Why do JISC MediaHub metadata need to be enhanced?
JISC MediaHub contains around 130,000 images, videos and audio clips licensed by JISC Collections, plus records of another 600,000 harvested from other providers.
A large proportion of these record contain important information related to people, places and dates. Although some of these have been well catalogued, all too often the information exists but only in descriptive plain text. This can happen for a variety of reasons; it may be that the metadata were created from older, text based records that were not originally created with machine indexing in mind; that resources for cataloging records were limited; or that ill-conceived merging into a common metadata schema destroyed valuable elements.
Whatever the cause, the discoverability of records is reduced. Advanced searching and results filtering based on geographic location or dates may fail to display relevant records, where location and date are not indexed. Visualizations such as maps and timelines are also restricted to covering only a subset of all records.
It can also be very confusing to users, and dent their confidence in the service, if they see a date prominently displayed in the title or description of a record, and yet a subsequent search for that date fails to retrieve that record.
Methods for enhancing metadata
There are three obvious approaches that could be used
- Have the records professionally catalogued.
- Use text processing software to parse the metadata and attempt to identify dates, locations and the names of people and places etc.
- Crowd sourcing: a large community of users is likely to contain individuals with the necessary knowledge to contribute information.
The first approach, professional cataloguing, is unfortunately an extremely expensive option.
The second approach, using text processing software, is an efficient method but unfortunately is prone to error. Some information may be missed, and some terms may be falsely marked up. This can make the resulting records confusing to ordinary users who, reasonably enough, expect cataloguing to be definitive rather than a probabilistic expression of what a record is likely to be about.

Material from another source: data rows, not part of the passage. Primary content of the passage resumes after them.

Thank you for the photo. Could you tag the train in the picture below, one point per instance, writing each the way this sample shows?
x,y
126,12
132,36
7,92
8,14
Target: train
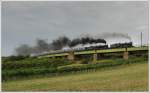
x,y
89,47
105,46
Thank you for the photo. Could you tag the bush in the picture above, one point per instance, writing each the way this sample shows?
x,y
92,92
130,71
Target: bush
x,y
35,62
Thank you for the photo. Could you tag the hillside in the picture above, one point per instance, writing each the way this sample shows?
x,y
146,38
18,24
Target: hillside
x,y
131,77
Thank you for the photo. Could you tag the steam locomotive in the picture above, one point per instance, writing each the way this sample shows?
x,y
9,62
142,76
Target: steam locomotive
x,y
100,47
93,47
116,45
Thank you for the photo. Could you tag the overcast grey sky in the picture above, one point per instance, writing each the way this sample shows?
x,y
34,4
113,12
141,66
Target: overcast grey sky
x,y
24,22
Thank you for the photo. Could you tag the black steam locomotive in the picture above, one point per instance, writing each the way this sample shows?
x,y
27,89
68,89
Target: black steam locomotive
x,y
112,46
121,45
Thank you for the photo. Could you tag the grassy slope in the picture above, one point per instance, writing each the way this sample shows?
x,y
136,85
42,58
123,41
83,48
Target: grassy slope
x,y
132,77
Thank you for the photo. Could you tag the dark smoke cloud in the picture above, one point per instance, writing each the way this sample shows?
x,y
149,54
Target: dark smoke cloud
x,y
63,41
114,35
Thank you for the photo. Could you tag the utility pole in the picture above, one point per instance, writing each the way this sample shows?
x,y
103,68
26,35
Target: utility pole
x,y
141,39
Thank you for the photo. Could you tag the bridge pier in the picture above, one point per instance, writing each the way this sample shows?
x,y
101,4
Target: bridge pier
x,y
71,56
126,55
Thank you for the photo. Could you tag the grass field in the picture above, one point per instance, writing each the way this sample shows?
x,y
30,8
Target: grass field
x,y
133,77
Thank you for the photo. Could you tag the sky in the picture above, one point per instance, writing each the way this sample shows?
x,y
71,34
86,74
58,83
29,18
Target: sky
x,y
25,21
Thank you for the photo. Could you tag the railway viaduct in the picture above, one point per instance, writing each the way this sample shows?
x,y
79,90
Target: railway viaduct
x,y
72,55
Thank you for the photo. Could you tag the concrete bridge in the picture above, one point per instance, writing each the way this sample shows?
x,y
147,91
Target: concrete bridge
x,y
71,55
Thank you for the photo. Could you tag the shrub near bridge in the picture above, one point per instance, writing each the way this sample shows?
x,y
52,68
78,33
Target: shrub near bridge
x,y
30,63
63,67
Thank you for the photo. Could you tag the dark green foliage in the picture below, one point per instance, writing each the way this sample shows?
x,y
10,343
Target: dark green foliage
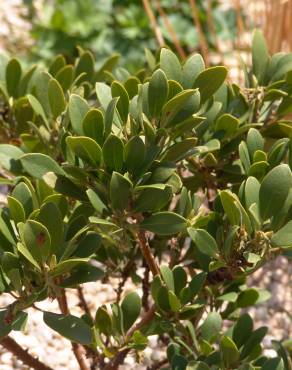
x,y
174,173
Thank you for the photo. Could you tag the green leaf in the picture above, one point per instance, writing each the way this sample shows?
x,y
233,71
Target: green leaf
x,y
180,278
244,156
254,141
234,210
103,321
9,155
211,326
167,276
209,81
180,150
37,165
274,364
197,283
37,240
23,194
119,91
174,302
157,93
173,107
16,210
85,148
17,323
274,190
56,98
113,150
153,199
78,108
26,253
162,299
65,77
229,351
109,116
131,307
58,63
13,76
260,55
70,327
192,67
251,191
227,123
204,241
50,216
228,297
120,191
38,108
134,154
197,365
170,65
283,237
242,330
67,266
254,339
82,273
247,298
164,223
85,64
95,200
93,125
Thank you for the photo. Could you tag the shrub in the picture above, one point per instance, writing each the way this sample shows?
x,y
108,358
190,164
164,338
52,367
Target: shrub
x,y
173,172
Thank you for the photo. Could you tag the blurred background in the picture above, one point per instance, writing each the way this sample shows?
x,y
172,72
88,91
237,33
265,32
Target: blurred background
x,y
218,29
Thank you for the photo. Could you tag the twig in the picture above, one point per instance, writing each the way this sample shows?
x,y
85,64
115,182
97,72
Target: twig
x,y
211,26
202,39
119,358
83,303
12,346
145,287
171,30
146,251
158,365
77,350
154,23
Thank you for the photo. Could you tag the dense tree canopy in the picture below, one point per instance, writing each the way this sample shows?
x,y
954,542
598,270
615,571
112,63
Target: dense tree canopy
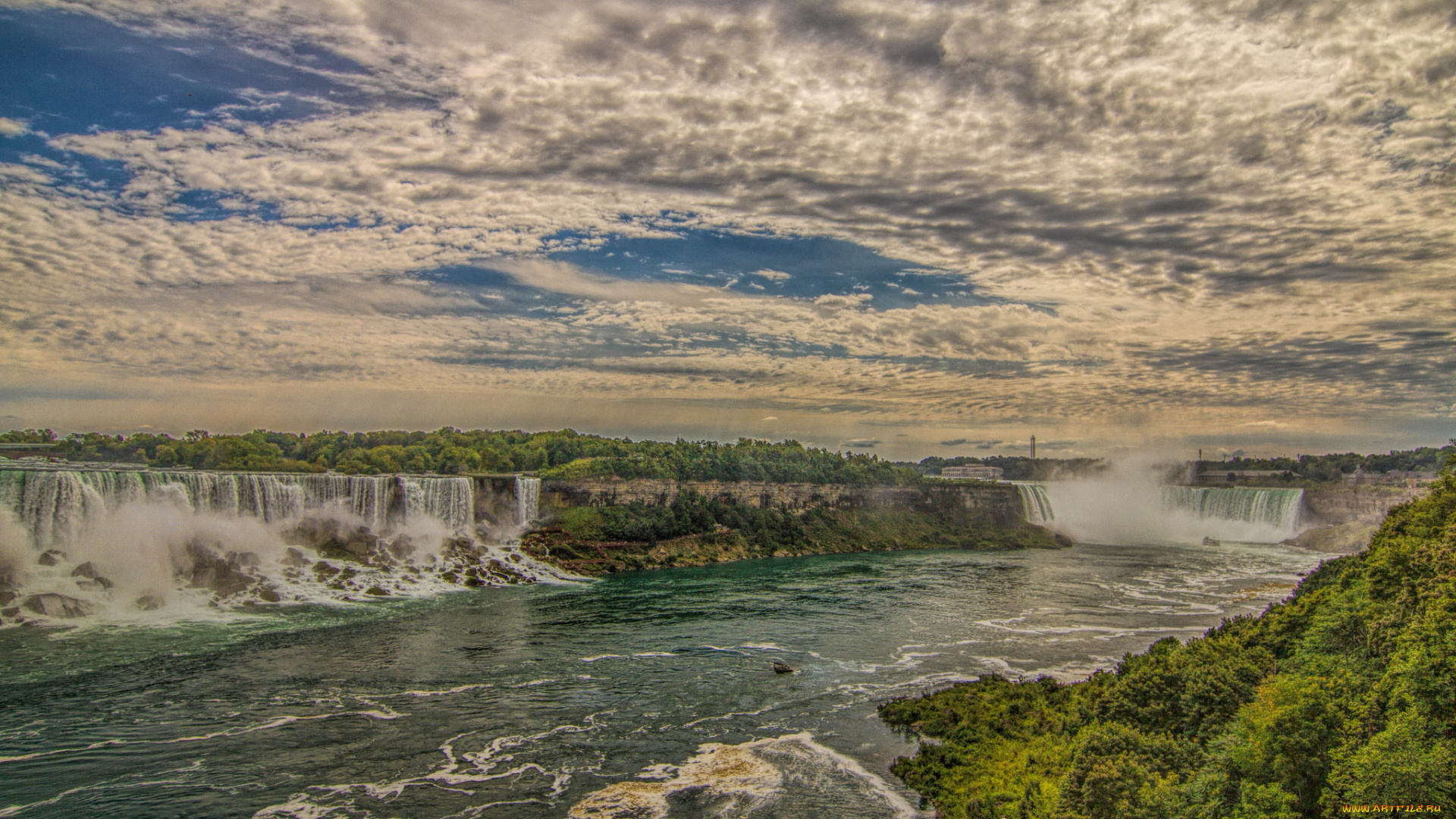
x,y
563,453
1345,694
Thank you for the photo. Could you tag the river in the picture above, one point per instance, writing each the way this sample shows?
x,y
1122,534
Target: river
x,y
644,694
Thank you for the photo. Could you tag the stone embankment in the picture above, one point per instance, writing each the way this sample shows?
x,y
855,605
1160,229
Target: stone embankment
x,y
1341,519
1331,506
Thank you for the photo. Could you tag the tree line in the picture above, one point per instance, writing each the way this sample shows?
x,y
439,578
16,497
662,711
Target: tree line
x,y
1341,695
564,453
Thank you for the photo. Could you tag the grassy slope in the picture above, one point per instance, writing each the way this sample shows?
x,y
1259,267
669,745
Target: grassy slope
x,y
582,547
1345,694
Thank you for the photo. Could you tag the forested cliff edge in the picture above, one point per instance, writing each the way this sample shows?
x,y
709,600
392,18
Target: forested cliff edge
x,y
1340,697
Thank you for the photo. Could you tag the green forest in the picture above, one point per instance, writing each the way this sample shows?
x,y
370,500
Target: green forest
x,y
1341,695
695,529
566,453
563,453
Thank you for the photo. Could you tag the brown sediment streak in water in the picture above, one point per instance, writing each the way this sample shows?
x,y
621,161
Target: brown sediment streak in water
x,y
728,771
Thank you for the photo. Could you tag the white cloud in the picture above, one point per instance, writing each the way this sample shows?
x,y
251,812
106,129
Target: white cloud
x,y
1183,193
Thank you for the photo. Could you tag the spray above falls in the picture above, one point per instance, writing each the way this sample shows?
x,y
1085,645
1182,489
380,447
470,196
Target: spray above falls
x,y
80,539
1130,506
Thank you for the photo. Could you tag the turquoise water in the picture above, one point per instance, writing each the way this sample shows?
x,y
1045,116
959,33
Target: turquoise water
x,y
604,698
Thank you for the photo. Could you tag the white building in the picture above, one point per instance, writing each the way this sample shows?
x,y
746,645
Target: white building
x,y
979,471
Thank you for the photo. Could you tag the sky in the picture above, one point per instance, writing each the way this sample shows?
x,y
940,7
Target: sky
x,y
902,226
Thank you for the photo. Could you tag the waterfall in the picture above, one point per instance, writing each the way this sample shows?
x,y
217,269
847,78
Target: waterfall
x,y
1276,507
1036,506
528,497
1112,512
449,500
55,506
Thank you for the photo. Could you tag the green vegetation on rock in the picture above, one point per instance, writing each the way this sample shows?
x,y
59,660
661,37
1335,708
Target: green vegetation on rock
x,y
563,453
695,529
1343,694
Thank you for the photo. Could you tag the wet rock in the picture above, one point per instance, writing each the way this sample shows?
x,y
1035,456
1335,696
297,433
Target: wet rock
x,y
212,572
150,602
57,605
85,570
360,542
400,547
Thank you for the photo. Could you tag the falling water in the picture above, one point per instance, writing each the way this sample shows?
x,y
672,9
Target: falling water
x,y
1130,512
528,496
1036,506
115,541
55,506
447,500
1276,507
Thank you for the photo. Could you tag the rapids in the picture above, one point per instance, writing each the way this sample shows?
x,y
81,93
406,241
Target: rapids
x,y
644,694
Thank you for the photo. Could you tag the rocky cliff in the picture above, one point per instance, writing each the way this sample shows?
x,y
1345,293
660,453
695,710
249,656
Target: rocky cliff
x,y
1331,506
1002,502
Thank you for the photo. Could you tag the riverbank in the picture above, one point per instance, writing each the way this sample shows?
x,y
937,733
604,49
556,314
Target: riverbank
x,y
1338,695
780,534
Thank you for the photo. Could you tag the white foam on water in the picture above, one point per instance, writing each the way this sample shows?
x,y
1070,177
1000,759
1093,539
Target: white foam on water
x,y
274,723
740,780
460,773
126,545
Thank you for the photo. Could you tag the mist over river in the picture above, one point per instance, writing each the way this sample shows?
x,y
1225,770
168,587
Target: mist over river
x,y
644,694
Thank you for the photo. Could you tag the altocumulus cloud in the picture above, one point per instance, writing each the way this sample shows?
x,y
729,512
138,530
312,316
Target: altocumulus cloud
x,y
1085,215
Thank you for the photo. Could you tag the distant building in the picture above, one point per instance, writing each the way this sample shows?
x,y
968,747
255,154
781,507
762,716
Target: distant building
x,y
984,472
1213,475
1395,477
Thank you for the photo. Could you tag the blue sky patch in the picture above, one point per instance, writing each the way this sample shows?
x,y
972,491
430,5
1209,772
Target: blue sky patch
x,y
66,74
799,267
69,74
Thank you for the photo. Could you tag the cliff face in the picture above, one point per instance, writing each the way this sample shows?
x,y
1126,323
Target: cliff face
x,y
1331,506
999,500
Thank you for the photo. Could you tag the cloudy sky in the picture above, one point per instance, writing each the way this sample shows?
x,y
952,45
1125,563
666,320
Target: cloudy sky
x,y
892,224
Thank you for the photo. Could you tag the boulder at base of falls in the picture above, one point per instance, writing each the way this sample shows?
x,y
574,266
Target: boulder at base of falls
x,y
360,542
57,605
150,602
212,572
85,570
91,579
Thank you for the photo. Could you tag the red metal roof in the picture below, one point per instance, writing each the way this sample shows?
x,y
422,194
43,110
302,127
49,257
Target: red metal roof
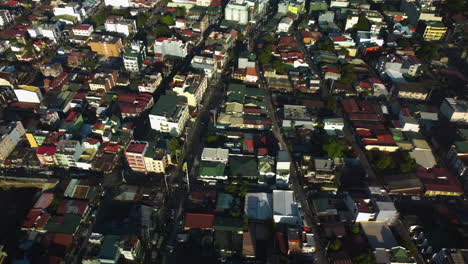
x,y
72,207
136,147
49,151
198,221
350,105
44,201
439,179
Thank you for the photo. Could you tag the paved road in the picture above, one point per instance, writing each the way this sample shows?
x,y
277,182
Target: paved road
x,y
295,177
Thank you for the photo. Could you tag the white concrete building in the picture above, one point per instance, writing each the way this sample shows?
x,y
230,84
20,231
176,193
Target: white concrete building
x,y
238,11
83,30
50,31
333,123
283,164
70,9
215,154
351,21
169,117
120,25
170,47
285,210
363,37
455,110
28,94
192,87
117,3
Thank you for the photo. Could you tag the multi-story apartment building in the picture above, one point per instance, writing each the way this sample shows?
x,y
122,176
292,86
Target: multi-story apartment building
x,y
237,11
168,116
192,87
104,81
49,31
170,47
106,46
5,17
432,30
72,9
83,30
156,160
45,155
10,135
149,83
120,25
134,56
135,154
68,153
455,110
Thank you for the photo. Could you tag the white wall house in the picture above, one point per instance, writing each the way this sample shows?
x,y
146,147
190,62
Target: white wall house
x,y
28,94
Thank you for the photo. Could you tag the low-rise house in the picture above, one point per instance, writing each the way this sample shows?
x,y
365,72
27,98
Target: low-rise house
x,y
168,116
258,206
285,209
149,83
379,235
68,153
198,221
215,155
455,110
412,91
439,181
120,25
458,157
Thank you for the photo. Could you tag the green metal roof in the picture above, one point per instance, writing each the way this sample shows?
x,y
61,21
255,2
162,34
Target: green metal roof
x,y
165,105
243,167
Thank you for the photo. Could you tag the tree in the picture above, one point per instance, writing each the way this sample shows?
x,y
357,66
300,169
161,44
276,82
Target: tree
x,y
456,6
335,245
99,18
280,67
347,73
363,23
355,229
364,258
404,22
162,30
334,148
269,39
240,37
167,20
326,45
89,64
388,7
330,103
404,43
428,52
407,164
180,11
384,162
174,146
142,18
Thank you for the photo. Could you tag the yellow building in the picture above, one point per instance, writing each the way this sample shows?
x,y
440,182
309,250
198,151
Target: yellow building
x,y
106,46
433,30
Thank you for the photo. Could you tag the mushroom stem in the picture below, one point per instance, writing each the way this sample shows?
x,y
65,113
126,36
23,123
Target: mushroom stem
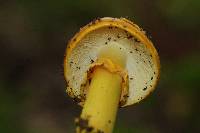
x,y
102,102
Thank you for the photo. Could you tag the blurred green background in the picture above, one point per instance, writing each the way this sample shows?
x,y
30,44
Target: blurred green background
x,y
33,36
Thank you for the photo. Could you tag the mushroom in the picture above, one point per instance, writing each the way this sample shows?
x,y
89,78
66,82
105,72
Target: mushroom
x,y
109,63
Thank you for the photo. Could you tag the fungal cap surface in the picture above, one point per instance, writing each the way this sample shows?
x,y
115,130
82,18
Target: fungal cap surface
x,y
140,72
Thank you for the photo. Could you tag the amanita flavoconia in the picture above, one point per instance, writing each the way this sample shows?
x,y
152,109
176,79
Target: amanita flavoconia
x,y
109,63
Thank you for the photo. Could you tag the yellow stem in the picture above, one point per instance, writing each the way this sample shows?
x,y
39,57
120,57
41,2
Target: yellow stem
x,y
101,105
102,100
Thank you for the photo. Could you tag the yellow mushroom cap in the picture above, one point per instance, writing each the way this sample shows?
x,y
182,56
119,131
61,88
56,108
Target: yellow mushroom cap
x,y
140,72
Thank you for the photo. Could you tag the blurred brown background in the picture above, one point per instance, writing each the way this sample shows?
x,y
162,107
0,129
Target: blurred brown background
x,y
33,36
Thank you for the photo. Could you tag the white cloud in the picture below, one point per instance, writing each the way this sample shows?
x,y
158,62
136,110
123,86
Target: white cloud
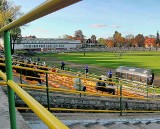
x,y
40,30
98,25
116,26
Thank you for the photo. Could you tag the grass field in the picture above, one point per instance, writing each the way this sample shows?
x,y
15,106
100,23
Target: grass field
x,y
149,60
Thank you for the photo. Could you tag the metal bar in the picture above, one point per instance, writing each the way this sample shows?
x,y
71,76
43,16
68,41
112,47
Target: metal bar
x,y
50,120
8,63
45,8
21,76
121,100
47,90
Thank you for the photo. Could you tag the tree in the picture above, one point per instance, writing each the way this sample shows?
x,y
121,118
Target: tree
x,y
139,39
79,35
149,42
102,41
117,39
8,13
15,38
109,42
157,39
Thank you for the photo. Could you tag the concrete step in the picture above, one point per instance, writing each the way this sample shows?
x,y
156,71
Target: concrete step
x,y
77,126
119,126
96,126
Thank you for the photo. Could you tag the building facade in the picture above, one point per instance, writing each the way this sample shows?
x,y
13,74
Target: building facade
x,y
46,44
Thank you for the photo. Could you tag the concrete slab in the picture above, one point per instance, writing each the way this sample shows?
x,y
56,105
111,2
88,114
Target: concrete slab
x,y
4,113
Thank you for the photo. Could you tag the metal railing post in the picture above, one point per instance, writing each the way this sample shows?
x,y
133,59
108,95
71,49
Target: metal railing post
x,y
121,108
8,63
47,90
21,76
147,90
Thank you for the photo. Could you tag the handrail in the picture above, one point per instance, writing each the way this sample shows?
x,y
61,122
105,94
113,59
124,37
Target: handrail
x,y
50,120
45,8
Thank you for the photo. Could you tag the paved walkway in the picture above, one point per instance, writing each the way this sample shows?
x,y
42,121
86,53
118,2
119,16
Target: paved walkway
x,y
4,113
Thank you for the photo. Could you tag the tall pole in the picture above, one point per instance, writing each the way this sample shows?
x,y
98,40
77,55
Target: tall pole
x,y
8,64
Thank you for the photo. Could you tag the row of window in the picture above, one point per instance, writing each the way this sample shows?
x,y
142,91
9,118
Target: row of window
x,y
43,46
42,42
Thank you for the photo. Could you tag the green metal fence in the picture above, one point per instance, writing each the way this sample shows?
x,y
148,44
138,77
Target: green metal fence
x,y
45,8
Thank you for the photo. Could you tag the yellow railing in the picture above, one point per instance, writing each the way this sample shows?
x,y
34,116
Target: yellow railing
x,y
45,8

We think the third approach, crowd sourcing, has great potential with an academic user community. Compared to an average web site, our users are likely to contain an unusually large number of experts, and individuals who are motivated to share knowledge. This approach involves certain risks; if the process for contributing is complex or time consuming, fewer users will take part; user contributed information cannot be assumed to be as trustworthy as “official” metadata, and is prone to malicious or frivolous uses; and whatever review processes exist must be lightweight (otherwise, we might as well do all the cataloguing ourselves).
We will combine two of the approaches described above: text processing software and crowd sourcing.
By processing metadata, we can identify candidate elements for indexing. These will be treated as unreliable, and will not be indexed at this stage. To begin with, we will focus on location information, and use EDINA Unlock (http://unlock.edina.ac.uk/texts/introduction) for text processing.
When we have have candidate location elements for our records, we will present these to users in the JISC MediaHub user interface. This will be incorporated into the existing record display pages, so users find this new functionality as part of their normal usage of the service. Users will be asked simply to confirm or to reject each candidate element. This will should make the process of contributing very simple, and help to maximize users’ involvement. Also, since users are selecting from predefined options rather than entering their own values, it should reduce the scope for abuse. We intend that no complicated reviews should be needed, at least in the vast majority of cases, and instead that we can base the result on a poll of users’ opinions.
When we have a corpus of new metadata, we can index the values to add value to the records. We do not intend that the new metadata should be merged with the original records, as the provenance is important; however within the user interface, we can provide the option to include user contributed location data in searches.